We set the `MLFLOW_TRACKING_URI` ENV variable to the `mlflow_server_arn`, so the client will log to the remote MLflow Tracking server.
Setting the `LOGNAME` ENV variable on the other end, will make it easier to identify the user that is logging a run.

In [None]:
os.environ['MLFLOW_TRACKING_URI'] = mlflow_server_arn
os.environ["LOGNAME"] = user_profile_name
os.environ["MLFLOW_EXPERIMENT_NAME"] = mlflow_experiment_name

# define a local function
# @remote
def train(train_data, max_leaf_nodes, run_name='Training-local-function-execution'):
    import mlflow
    from mlflow.models import infer_signature
    from sklearn import tree
    import pandas as pd

    # Enable autologging in MLflow for SKlearn
    mlflow.sklearn.autolog()

    with mlflow.start_run(run_name=run_name) as run:
        # labels are in the first column
        train_y = train_data.iloc[:, 0]
        train_X = train_data.iloc[:, 1:]

        # Here we support a single hyperparameter, 'max_leaf_nodes'. Note that you can add as many
        # as your training my require in the ArgumentParser above.

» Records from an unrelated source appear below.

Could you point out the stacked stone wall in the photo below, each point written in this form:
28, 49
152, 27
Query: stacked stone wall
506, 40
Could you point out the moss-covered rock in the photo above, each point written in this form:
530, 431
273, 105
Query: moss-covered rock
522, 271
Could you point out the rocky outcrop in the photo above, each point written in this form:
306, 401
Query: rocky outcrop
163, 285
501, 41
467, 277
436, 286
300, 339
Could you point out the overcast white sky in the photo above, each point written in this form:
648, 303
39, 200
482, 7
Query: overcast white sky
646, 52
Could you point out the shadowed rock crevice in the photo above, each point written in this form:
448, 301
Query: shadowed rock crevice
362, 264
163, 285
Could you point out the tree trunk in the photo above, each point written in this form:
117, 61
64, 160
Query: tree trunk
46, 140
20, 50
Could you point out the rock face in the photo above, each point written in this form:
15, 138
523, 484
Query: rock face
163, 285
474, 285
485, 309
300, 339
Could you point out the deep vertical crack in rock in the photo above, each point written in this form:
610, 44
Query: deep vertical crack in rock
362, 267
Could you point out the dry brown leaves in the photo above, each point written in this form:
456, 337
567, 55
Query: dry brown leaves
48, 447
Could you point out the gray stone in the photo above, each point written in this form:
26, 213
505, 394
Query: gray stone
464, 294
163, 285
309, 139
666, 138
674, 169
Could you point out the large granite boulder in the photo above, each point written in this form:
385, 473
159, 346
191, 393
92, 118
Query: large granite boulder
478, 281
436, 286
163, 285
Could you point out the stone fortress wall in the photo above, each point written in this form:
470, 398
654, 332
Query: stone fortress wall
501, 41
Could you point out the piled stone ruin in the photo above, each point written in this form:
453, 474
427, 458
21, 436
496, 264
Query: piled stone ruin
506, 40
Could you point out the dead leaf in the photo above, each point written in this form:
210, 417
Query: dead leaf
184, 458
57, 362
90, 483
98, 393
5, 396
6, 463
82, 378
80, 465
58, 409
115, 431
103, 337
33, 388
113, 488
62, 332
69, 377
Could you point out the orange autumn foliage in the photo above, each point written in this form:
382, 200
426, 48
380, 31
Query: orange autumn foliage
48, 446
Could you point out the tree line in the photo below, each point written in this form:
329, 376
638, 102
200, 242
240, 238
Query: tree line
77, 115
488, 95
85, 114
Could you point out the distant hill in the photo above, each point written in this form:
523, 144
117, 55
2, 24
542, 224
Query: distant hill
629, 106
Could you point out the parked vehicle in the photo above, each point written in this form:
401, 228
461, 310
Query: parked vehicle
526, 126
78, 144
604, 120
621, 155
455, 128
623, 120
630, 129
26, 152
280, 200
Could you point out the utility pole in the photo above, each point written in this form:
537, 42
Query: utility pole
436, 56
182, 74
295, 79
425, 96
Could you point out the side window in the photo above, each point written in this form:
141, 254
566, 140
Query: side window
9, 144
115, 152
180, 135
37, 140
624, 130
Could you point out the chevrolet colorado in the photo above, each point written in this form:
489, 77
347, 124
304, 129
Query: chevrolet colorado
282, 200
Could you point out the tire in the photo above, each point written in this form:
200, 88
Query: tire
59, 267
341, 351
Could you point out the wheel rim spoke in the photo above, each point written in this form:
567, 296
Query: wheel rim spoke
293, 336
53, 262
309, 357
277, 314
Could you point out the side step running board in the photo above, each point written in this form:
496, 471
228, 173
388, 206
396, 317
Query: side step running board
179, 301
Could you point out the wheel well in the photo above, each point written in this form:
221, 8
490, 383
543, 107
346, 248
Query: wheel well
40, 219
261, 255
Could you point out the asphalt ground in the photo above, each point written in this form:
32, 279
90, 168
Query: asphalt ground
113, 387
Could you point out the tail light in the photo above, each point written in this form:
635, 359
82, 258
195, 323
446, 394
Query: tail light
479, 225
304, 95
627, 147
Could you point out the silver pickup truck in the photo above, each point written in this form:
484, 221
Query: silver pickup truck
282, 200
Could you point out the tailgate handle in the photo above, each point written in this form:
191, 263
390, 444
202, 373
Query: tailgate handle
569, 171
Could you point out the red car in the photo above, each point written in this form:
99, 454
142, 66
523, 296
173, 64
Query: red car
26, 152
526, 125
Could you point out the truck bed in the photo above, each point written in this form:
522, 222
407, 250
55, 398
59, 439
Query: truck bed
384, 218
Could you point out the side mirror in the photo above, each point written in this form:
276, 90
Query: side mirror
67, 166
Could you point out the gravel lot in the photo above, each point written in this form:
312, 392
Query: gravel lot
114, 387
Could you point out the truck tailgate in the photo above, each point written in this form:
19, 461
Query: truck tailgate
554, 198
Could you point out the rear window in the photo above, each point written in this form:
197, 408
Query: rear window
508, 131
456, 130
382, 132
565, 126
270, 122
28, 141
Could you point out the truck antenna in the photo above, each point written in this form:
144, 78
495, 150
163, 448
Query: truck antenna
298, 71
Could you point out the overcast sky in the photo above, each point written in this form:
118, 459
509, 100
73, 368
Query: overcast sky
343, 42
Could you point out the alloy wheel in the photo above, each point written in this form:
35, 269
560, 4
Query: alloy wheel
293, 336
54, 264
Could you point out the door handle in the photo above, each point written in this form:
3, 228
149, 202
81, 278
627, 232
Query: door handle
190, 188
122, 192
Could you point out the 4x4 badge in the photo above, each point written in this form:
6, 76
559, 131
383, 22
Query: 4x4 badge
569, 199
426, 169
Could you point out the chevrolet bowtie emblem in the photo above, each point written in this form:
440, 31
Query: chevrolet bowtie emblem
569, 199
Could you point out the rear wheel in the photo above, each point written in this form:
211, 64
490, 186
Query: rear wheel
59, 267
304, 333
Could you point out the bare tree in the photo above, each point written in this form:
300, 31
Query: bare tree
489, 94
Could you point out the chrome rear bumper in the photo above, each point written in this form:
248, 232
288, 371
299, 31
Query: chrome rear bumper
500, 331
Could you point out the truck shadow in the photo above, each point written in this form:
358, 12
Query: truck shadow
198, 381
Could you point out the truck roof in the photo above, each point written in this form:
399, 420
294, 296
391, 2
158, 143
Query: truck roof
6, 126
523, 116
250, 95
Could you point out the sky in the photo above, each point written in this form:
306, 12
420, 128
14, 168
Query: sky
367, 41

        # Now use scikit-learn's decision tree classifier to train the model.
        clf = tree.DecisionTreeClassifier(max_leaf_nodes=max_leaf_nodes)
        clf = clf.fit(train_X, train_y)

        predictions = clf.predict(train_X)
        signature = infer_signature(train_X, predictions)

        mlflow.set_tags(
            {
                'mlflow.source.name': "def train(...)",
                'mlflow.source.type': 'LOCAL',
            }
        )

        mlflow.sklearn.log_model(clf, "model", signature=signature)

In [None]:
train(train_data, 5)

Let's now verify the details of the run logged to SageMaker AI Managed MLflow.

In [None]:
import mlflow

experiment_id = mlflow.get_experiment_by_name(mlflow_experiment_name).experiment_id
# get the last run in MLflow
last_run_id = mlflow.search_runs(
    experiment_ids=[experiment_id], 
    max_results=1, 
    order_by=["attributes.start_time DESC"]
)['run_id'][0]

# get the presigned url to open the MLflow UI
presigned_url = sm_client.create_presigned_mlflow_tracking_server_url(
    TrackingServerName=mlflow_name,
    ExpiresInSeconds=60,
    SessionExpirationDurationInSeconds=1800
)['AuthorizedUrl']

mlflow_run_link = f"{presigned_url.split('/auth')[0]}/#/experiments/{experiment_id}/runs/{last_run_id}"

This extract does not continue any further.